大森望 私が選んだBEST5(レビュー)
令和最強のヒロインと言えば、宮島未奈のデビュー作『成瀬は天下を取りにいく』の主役、成瀬あかりで決まり。「島崎、わたしはこの夏を西武に捧げようと思う」という冒頭のひと言で、成瀬は全国読者のハートを掴んだ。この4月には本屋大賞を受賞し、名実ともに天下を取ったかたち。 『成瀬は信じた道をいく』はその続編。爆発的ヒット作の続きとなれば肩に力が入りそうだが、成瀬はまったくの自然体。ファンの小学生の前でも、大学受験の会場でも、平然と成瀬でありつづける。 “万人向けの小説”みたいな売り文句は基本的に信じないほうだが、このシリーズはその希有な例外。成瀬の魅力にまだ触れていない人は、騙されたと思ってぜひ手に取ってみてほしい。
一方、令和最強のヒーローに名乗りをあげたのが、恩田陸『spring』の萬春。成瀬と同じくタイトルロールの春は、8歳でバレエと出会い、15歳で海を渡った世界的な舞踊家にして振付家。恐ろしいほどの才能に恵まれながら、無邪気な人柄で誰からも愛される。著者みずから、「いままで書いた主人公の中で、これほど萌えたのは初めてです」と告白するくらいだから、春の魅力は推して知るべし。『蜜蜂と遠雷』でピアノを物語にした恩田陸が、本書ではダンスをまるごと言葉に翻訳する。バレエの素養がまったくない僕のような読者でも、脳内で再生される春のダンスにうっとりせずにはいられない。
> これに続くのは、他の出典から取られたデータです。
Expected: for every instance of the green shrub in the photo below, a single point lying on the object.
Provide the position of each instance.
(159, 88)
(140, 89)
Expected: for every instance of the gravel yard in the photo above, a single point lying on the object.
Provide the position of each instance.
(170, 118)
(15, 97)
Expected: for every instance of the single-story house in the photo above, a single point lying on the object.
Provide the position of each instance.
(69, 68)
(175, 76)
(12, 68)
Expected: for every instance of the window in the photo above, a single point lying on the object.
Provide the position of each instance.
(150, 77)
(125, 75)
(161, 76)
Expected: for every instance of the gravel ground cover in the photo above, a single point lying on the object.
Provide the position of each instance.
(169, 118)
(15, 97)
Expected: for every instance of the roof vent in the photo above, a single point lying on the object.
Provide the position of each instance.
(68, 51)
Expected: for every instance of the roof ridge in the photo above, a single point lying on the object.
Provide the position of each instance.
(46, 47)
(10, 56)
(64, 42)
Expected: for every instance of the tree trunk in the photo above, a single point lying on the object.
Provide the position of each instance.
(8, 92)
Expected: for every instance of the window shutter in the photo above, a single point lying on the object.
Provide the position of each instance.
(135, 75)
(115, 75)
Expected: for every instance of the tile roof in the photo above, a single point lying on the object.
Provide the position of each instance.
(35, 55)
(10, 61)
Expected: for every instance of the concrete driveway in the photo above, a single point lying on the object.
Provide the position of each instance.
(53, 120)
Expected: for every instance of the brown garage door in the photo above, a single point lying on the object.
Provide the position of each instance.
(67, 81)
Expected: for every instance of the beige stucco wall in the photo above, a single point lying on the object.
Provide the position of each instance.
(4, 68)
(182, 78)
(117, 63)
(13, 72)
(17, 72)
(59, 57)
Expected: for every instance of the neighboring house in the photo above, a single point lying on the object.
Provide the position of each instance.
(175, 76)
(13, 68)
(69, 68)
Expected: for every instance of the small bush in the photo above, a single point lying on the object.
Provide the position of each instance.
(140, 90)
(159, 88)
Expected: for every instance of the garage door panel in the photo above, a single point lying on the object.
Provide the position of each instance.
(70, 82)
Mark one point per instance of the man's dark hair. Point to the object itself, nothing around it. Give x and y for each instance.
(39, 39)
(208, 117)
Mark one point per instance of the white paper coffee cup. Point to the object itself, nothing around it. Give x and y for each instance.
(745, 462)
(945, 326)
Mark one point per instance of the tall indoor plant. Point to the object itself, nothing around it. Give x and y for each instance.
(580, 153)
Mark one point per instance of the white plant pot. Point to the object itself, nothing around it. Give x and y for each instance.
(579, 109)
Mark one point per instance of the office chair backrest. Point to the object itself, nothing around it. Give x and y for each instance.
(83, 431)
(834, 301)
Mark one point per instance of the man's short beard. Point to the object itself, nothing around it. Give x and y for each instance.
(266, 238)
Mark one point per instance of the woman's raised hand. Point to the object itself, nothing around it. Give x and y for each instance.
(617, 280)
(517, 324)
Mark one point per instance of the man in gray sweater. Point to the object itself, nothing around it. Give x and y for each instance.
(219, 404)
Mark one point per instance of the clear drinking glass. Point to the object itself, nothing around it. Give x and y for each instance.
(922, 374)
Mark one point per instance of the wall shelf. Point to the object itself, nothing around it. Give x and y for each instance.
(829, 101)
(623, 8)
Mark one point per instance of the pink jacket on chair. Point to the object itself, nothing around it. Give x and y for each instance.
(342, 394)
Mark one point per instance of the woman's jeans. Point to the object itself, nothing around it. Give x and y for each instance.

成瀬と春が光り輝く主役だとすれば、ダークサイドで強烈な存在感を放つのが、間宮改衣のデビュー作『ここはすべての夜明けまえ』の語り手の“わたし”。2022年、ある理由から、体を機械に置き換える融合手術(サイボーグ化処置)を受けた“わたし”は、25歳の外見のまま永遠に老化しなくなる。それから1世紀を経て、“わたし”は、いつか家族史を書いてほしいという生前の父の要望を思い出し、家族の思い出を手書きで綴り始める。ひらがなを多用した独特の文体には麻薬的な中毒性があり、その行間から立ち上がってくる暗黒が読者を捕まえて放さない。人間の体を失った語り手だからこそ語れる人間の闇。SFならではの家族小説だ。